Bucindolol Displays Intrinsic Sympathomimetic Activity in Human Myocardium
Background— Most clinical studies have shown that β-adrenergic receptor antagonists improve long-term survival in heart failure patients. Bucindolol, a nonselective β-receptor blocker, however, failed to reduce heart failure mortality in a recent large clinical trial. The reasons for this failure are not known. Bucindolol has partial agonist properties in rat myocardium, but whether it has agonist activity in human heart is controversial. To address this, we measured the ability of bucindolol to increase cAMP accumulation in human myocardium.
Methods and Results— Myocardial strips (≈1 mm3) obtained from rat and nonfailing human hearts were confirmed to be viable for ≥48 hours in normoxic tissue culture by MTT assay and histology. Freshly isolated strips were exposed to β-adrenergic antagonists and agonists and assayed for cAMP. In both rat and human strips, the full β-adrenergic agonist isoproterenol raised cAMP levels by >2.5-fold at 15 minutes. Carvedilol and propranolol had no effect on basal cAMP levels, whereas metoprolol reduced basal cAMP by ≈25%. In contrast, bucindolol and xamoterol increased cAMP levels in a concentration-dependent manner in both rat and human myocardium (maximum 1.64±0.25-fold and 2.00±0.27-fold over control, respectively, P<0.01 for human tissue).

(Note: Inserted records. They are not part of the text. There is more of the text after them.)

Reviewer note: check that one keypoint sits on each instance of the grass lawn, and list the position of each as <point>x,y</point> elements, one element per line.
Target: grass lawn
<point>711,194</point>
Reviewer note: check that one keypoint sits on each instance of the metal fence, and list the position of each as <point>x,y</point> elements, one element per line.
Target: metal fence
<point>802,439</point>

Conclusions— Bucindolol exhibits ≈60% of the β-adrenergic agonist activity of xamoterol in normal human myocardial tissue.

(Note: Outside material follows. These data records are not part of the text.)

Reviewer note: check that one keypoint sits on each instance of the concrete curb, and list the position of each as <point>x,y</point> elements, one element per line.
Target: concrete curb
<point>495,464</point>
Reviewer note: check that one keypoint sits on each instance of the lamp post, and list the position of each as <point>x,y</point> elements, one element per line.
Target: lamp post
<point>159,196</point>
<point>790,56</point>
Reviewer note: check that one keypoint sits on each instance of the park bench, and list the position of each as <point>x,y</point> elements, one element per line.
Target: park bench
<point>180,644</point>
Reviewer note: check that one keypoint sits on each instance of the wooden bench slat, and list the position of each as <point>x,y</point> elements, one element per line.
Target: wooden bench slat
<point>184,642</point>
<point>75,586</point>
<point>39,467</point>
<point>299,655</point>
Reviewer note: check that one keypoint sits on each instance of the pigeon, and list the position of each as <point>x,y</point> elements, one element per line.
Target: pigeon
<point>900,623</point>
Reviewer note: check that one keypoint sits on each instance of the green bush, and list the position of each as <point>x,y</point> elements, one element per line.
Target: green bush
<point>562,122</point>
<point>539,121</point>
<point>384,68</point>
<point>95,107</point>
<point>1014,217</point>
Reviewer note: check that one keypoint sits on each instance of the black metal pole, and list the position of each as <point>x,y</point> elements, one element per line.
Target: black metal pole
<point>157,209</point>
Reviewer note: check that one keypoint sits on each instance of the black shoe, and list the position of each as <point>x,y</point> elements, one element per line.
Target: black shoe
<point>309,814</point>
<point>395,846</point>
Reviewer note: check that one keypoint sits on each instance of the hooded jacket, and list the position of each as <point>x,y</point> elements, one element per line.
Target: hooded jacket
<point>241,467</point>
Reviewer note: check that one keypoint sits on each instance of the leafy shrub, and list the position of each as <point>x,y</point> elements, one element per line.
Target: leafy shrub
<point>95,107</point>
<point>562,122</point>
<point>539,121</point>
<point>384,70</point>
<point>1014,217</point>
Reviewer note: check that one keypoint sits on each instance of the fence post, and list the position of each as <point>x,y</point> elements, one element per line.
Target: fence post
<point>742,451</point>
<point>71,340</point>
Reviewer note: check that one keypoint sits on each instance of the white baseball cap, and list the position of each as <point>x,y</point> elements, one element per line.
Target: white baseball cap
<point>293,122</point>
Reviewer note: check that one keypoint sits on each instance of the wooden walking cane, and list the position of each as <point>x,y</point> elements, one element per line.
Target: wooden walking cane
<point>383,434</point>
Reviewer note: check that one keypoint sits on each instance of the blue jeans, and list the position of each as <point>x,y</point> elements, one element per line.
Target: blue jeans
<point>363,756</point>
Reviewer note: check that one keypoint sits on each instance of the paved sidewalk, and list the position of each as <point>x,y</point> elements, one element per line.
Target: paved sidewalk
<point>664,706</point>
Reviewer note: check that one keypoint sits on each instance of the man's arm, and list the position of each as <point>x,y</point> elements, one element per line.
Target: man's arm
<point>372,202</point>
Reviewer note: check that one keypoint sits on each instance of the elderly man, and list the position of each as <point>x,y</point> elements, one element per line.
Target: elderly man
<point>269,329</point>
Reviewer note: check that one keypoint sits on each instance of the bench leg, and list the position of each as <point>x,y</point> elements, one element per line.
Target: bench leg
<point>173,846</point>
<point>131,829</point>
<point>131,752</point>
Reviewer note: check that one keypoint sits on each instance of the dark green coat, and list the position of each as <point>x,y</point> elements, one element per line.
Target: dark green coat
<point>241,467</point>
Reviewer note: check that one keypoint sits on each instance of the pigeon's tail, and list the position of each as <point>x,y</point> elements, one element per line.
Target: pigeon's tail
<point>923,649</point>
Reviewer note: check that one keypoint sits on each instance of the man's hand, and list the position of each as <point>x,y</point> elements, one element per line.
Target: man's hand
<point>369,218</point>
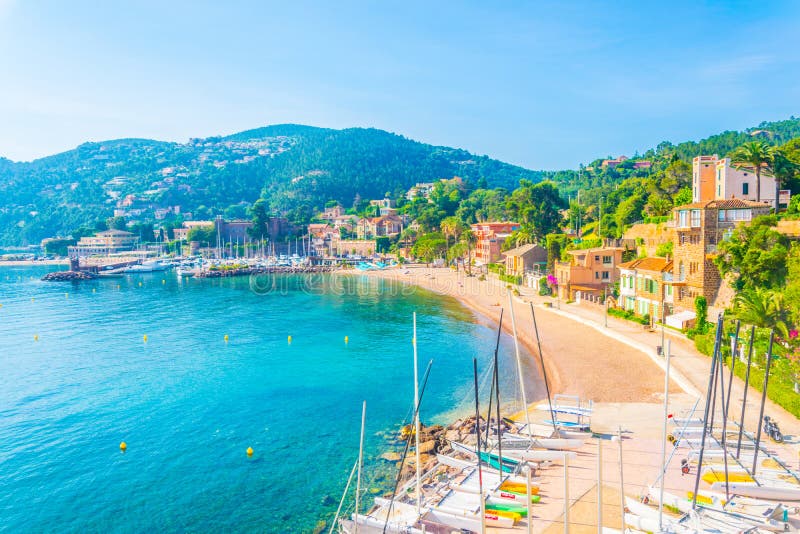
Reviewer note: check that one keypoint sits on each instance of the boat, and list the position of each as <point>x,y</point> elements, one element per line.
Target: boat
<point>773,493</point>
<point>149,266</point>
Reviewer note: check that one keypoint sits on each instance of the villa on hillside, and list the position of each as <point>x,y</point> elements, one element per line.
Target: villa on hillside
<point>489,240</point>
<point>385,226</point>
<point>106,242</point>
<point>525,259</point>
<point>588,271</point>
<point>714,178</point>
<point>668,287</point>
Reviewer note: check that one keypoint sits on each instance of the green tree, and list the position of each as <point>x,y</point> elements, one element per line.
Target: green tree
<point>785,170</point>
<point>763,308</point>
<point>260,218</point>
<point>537,206</point>
<point>755,155</point>
<point>755,255</point>
<point>116,223</point>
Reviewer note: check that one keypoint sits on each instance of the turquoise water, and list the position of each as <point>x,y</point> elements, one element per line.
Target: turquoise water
<point>188,404</point>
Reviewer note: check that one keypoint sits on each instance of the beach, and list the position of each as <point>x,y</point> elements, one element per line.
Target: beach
<point>573,353</point>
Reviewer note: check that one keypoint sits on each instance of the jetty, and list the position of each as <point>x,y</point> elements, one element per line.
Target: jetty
<point>276,269</point>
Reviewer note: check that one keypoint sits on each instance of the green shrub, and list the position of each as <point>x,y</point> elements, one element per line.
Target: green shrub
<point>544,289</point>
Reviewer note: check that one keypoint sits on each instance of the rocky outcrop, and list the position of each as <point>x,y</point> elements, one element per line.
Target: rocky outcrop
<point>68,276</point>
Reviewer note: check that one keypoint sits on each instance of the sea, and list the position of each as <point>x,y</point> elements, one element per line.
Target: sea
<point>190,373</point>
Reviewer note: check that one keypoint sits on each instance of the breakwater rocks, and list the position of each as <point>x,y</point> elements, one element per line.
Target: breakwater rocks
<point>68,276</point>
<point>247,271</point>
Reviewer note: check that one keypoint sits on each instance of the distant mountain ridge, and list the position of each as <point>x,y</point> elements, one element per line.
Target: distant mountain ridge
<point>296,168</point>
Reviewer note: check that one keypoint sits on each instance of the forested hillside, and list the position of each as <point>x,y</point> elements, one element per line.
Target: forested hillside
<point>296,169</point>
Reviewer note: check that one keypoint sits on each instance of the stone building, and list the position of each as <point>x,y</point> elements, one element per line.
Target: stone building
<point>699,228</point>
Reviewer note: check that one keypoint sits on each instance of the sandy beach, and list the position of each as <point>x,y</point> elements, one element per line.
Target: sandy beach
<point>578,359</point>
<point>616,367</point>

Received January 10, 2002; revision received February 27, 2002; accepted February 28, 2002.
Neurohormonal activation is an early and harmful compensatory response to heart failure, marked by increased blood levels of norepinephrine, angiotensin II, vasopressin, endothelin-1, and other vasoconstrictor factors. As a consequence of chronic catecholamine excess, β1-adrenoceptors are phosphorylated and downregulated, 1,2⇓ both β1- and β2-adrenoceptors become uncoupled,1,2⇓ inhibitory Gi proteins are upregulated,1,3⇓ β-adrenoceptor phosphorylation is increased, 2 and myocardial catecholamine uptake and release are altered. Although sympathetic activation maintains cardiac output in the short term, it is now recognized as a major factor in CHF progression and mortality.4 Blockade of sympathetic drive has thus become a major goal of current therapy.

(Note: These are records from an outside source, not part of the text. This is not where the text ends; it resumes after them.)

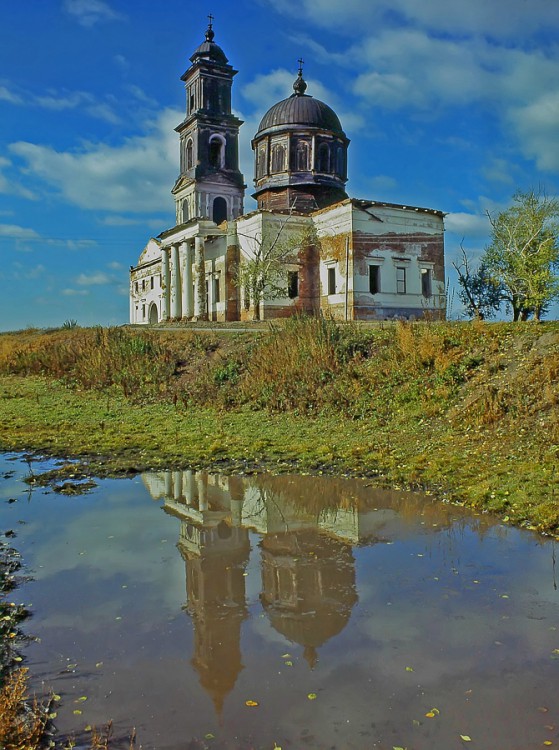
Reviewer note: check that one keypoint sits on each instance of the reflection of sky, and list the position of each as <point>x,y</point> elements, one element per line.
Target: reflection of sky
<point>445,618</point>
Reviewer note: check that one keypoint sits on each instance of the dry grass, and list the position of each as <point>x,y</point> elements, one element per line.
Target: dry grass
<point>22,721</point>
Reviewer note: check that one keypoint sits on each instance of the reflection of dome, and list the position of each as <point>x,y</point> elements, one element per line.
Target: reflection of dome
<point>301,110</point>
<point>308,587</point>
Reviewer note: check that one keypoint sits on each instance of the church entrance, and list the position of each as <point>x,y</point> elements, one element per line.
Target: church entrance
<point>153,317</point>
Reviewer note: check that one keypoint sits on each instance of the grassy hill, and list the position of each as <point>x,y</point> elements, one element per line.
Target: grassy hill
<point>467,410</point>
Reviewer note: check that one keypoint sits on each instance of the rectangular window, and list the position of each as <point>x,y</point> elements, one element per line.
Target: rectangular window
<point>374,279</point>
<point>292,284</point>
<point>331,281</point>
<point>426,290</point>
<point>401,280</point>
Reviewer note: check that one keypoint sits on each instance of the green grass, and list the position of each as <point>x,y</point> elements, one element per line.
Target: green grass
<point>468,410</point>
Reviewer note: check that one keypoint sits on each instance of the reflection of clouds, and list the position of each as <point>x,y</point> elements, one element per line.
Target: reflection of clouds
<point>96,559</point>
<point>447,630</point>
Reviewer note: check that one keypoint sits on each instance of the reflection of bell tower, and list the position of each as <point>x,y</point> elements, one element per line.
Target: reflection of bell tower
<point>210,184</point>
<point>308,583</point>
<point>215,551</point>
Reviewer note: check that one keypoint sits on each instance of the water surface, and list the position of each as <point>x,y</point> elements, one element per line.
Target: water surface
<point>354,618</point>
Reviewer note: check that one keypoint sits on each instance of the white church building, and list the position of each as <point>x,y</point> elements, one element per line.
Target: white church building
<point>345,258</point>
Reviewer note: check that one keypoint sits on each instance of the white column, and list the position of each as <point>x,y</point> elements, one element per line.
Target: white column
<point>175,283</point>
<point>165,281</point>
<point>177,485</point>
<point>210,288</point>
<point>200,279</point>
<point>202,481</point>
<point>189,487</point>
<point>186,279</point>
<point>168,484</point>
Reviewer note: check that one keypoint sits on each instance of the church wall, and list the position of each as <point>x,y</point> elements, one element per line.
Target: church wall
<point>145,284</point>
<point>407,247</point>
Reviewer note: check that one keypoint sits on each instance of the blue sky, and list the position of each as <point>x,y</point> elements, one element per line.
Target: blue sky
<point>448,104</point>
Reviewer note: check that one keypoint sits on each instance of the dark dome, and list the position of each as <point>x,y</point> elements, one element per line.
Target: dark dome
<point>301,110</point>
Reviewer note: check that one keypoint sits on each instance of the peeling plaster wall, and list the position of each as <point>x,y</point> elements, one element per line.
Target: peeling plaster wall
<point>147,273</point>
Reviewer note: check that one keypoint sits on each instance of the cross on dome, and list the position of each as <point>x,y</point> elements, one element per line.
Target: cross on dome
<point>300,85</point>
<point>210,32</point>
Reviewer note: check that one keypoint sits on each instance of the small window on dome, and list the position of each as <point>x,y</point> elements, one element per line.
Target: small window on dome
<point>323,158</point>
<point>278,158</point>
<point>261,161</point>
<point>302,156</point>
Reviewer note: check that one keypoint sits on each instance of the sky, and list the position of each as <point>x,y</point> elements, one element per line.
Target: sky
<point>449,105</point>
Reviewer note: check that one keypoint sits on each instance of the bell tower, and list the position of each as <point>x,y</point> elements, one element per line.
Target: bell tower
<point>210,184</point>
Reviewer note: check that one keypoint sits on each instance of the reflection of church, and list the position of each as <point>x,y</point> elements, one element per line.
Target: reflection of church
<point>308,587</point>
<point>353,259</point>
<point>307,575</point>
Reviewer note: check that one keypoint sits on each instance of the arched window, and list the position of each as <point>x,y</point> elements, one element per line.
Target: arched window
<point>261,161</point>
<point>340,165</point>
<point>323,158</point>
<point>216,154</point>
<point>219,210</point>
<point>189,155</point>
<point>302,156</point>
<point>278,158</point>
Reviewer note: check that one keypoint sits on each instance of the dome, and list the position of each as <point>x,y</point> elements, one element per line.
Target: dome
<point>300,154</point>
<point>302,110</point>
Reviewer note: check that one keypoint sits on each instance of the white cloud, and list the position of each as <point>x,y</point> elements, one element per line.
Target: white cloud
<point>498,18</point>
<point>133,176</point>
<point>89,12</point>
<point>537,124</point>
<point>467,225</point>
<point>16,232</point>
<point>75,292</point>
<point>24,272</point>
<point>9,96</point>
<point>94,279</point>
<point>9,186</point>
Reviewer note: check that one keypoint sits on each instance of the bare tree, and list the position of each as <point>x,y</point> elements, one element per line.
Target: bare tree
<point>523,257</point>
<point>479,293</point>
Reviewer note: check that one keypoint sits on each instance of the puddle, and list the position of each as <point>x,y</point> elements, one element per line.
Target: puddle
<point>352,617</point>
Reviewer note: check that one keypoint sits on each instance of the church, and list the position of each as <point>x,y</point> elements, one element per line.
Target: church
<point>306,248</point>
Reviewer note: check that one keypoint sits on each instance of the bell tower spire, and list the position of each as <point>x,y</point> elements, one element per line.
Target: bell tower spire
<point>210,184</point>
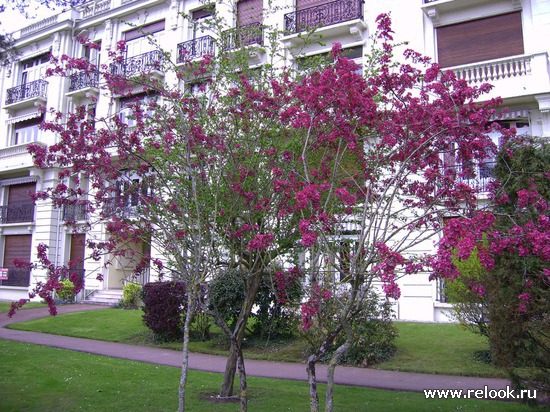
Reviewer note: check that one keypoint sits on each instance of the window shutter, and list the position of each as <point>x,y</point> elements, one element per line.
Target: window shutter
<point>480,40</point>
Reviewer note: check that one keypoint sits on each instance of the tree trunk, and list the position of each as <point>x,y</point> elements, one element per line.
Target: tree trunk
<point>312,380</point>
<point>330,374</point>
<point>185,361</point>
<point>229,374</point>
<point>243,384</point>
<point>238,335</point>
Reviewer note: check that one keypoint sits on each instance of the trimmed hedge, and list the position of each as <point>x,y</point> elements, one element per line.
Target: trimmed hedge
<point>164,307</point>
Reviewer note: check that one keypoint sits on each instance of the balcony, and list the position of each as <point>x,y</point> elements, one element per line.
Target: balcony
<point>146,63</point>
<point>251,34</point>
<point>478,176</point>
<point>17,213</point>
<point>195,49</point>
<point>511,77</point>
<point>340,20</point>
<point>17,277</point>
<point>328,14</point>
<point>27,95</point>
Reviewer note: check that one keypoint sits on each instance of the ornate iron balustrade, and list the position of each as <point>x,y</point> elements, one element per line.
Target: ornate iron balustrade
<point>195,49</point>
<point>74,213</point>
<point>242,36</point>
<point>82,80</point>
<point>17,277</point>
<point>493,70</point>
<point>135,65</point>
<point>323,15</point>
<point>479,177</point>
<point>25,91</point>
<point>17,213</point>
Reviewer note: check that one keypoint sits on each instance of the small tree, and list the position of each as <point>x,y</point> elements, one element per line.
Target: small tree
<point>513,243</point>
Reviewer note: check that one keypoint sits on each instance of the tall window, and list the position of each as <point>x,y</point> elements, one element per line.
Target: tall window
<point>129,104</point>
<point>26,131</point>
<point>33,69</point>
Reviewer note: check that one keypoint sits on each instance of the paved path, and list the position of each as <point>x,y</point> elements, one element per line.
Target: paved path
<point>372,378</point>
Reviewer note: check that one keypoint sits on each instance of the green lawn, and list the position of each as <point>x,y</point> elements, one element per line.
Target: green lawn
<point>6,305</point>
<point>36,378</point>
<point>421,347</point>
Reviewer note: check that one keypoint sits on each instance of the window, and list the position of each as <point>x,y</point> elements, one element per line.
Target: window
<point>249,12</point>
<point>33,69</point>
<point>27,131</point>
<point>480,40</point>
<point>129,104</point>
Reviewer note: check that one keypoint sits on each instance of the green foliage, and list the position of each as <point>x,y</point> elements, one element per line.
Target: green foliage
<point>373,334</point>
<point>200,327</point>
<point>66,294</point>
<point>469,307</point>
<point>517,289</point>
<point>226,295</point>
<point>519,339</point>
<point>131,295</point>
<point>271,318</point>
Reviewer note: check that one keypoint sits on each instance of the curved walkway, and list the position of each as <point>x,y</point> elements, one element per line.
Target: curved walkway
<point>372,378</point>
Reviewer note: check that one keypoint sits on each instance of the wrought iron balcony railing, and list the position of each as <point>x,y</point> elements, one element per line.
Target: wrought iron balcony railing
<point>83,80</point>
<point>17,277</point>
<point>74,213</point>
<point>142,63</point>
<point>17,213</point>
<point>477,176</point>
<point>242,36</point>
<point>26,91</point>
<point>323,15</point>
<point>195,49</point>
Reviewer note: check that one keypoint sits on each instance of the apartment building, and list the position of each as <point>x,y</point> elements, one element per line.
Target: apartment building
<point>503,42</point>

The benefits of β-adrenergic blockade in heart failure were first demonstrated in 19755 and have since been confirmed in several large randomized, double-blind, placebo-controlled trials. Both β1-selective and nonselective β-blockers, including metoprolol, bisoprolol, and carvedilol, have produced striking reductions in mortality, together with improvements in clinical status and hemodynamics.6–11⇓⇓⇓⇓⇓
Despite the abundant evidence in favor of β-blockers, their deployment remains incomplete. Negative inotropic therapy for heart failure is counterintuitive, and concerns persist about withdrawal of adrenergic support, especially in the sickest patients. Adding to these concerns, the nonselective β1- and β2-adrenoceptor antagonist bucindolol recently failed to decrease long-term mortality compared with placebo in a large multicenter trial, the Beta-Blocker Evaluation of Survival Trial (BEST).12 It is unclear whether the BEST trial failed because of population differences in the response to β-blockers (eg, NYHA functional class III versus class IV heart failure, black versus nonblack) or whether bucindolol itself has unique properties that might make it less useful in this clinical setting.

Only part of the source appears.